The prototype’s anti-entropy protocol had gaping security holes. It was replaced by a real P2P anti-entropy protocol, which won Best Paper at SOSP a tenth of a century ago. I have long thought that the fundamental challenge facing system architects is to build systems that fail gradually, progressively, and slowly enough for remedial action to be effective, while emitting alarming noises to attract attention to impending collapse. The interest in our paper is that it shows such a system, albeit in a very restricted area of application. It is a true P2P system with no central control (which would provide a focus for attack), using three major defensive techniques:
Effort-balancing, to ensure that the computational cost of requesting a service from a peer exceeds the computational cost of satisfying the request. If this condition isn’t true in a P2P network, the bad guy can wear the good guys down.

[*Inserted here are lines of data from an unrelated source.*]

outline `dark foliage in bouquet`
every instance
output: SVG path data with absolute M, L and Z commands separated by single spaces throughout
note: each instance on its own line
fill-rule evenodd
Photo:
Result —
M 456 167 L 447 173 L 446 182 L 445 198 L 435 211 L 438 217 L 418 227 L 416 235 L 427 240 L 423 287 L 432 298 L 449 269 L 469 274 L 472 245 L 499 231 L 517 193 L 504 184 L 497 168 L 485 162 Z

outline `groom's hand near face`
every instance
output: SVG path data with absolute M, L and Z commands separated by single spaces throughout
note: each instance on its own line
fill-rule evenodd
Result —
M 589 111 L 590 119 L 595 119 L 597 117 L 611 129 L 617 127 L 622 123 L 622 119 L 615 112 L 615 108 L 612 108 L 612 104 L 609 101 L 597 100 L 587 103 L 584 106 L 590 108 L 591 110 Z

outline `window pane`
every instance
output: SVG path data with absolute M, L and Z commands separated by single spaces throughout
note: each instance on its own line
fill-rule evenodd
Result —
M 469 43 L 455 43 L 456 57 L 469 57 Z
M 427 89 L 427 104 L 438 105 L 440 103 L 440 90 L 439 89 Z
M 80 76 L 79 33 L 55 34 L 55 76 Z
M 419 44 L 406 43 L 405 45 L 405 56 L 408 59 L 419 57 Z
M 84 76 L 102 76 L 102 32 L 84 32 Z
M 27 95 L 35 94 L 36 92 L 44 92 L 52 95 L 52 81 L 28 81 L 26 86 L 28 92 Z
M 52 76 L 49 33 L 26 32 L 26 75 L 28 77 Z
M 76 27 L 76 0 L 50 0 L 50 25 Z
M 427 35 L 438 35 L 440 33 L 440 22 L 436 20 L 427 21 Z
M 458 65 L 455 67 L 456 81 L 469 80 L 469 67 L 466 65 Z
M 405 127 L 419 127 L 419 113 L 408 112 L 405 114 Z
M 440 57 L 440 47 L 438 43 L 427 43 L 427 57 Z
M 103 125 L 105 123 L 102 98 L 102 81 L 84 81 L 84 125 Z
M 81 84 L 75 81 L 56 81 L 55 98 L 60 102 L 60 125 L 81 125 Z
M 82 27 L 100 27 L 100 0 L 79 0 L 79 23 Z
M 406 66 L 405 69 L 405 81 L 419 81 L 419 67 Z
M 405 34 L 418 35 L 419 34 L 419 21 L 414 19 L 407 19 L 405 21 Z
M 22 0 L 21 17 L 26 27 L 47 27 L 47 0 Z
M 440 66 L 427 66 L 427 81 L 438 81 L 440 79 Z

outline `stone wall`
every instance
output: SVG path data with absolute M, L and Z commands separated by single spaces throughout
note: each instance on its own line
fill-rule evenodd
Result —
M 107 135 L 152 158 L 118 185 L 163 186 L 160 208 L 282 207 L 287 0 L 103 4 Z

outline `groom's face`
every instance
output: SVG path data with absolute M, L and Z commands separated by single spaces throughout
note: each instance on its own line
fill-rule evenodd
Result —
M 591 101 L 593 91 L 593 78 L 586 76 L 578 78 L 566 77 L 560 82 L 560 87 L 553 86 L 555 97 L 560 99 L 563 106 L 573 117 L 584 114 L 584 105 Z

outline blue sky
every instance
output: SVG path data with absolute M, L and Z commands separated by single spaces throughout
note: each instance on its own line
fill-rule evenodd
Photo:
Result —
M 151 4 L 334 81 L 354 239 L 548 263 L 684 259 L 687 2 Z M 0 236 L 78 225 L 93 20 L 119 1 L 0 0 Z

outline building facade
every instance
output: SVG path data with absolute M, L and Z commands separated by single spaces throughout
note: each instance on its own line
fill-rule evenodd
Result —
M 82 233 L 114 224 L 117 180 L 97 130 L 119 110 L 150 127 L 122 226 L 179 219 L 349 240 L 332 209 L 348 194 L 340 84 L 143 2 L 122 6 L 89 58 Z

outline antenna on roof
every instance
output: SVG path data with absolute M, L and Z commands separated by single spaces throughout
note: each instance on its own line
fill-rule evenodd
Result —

Lots of copies, so that the anti-entropy protocol can work by sampling the population of copies. Randomly sampling the peers makes it hard for the bad guy to know which peers are involved in which operations.
Now, our free, open source, peer-to-peer digital preservation system is in use at around 150 libraries worldwide, in about a dozen Private LOCKSS Networks (PLNs) preserving a variety of genres of content, and the original Global LOCKSS Network. One of the PLNs, the CLOCKSS Archive, a dark archive preserving the content of many academic publishers, was recently the fifth archive to be certified as a “Trustworthy Repository” by CRL, and the first to receive the highest possible score for its technical implementation. The program has been economically self-supporting for nearly 7 years using the “RedHat” model of free software and paid support. In addition to our SOSP paper, the program has published research into many aspects of digital preservation.
The P2P architecture of the LOCKSS system is unusual among digital preservation systems for a specific reason. The goal of the system was to preserve published information, which one has to assume is covered by copyright. One hour of a good copyright lawyer will buy, at current prices, about 12TB of disk, so the design is oriented to making efficient use of lawyers rather than disk.
2 Stuff is going to get lost
Since 2007 I’ve been using an example of digital preservation in its most abstract form; a black box into which you put a Petabyte, and out of which a century later you take a Petabyte. Inside the box there can be as much redundancy as you want, on whatever media you choose, managed by whatever anti-entropy protocols you want. The design goal is a 50 % chance that every bit is the same coming out as going in. Consider every bit as like a radioactive atom, subject to a random process that flips it with a very low probability. You have just specified a half-life for the bits. It is about 60 million times the age of the universe. It isn’t feasible to benchmark a system to show that no process with a half-life less than 60 million times the age of the universe operates in it. Since at scale you are never going to know that your system is reliable enough, Murphy’s law will guarantee that it isn’t.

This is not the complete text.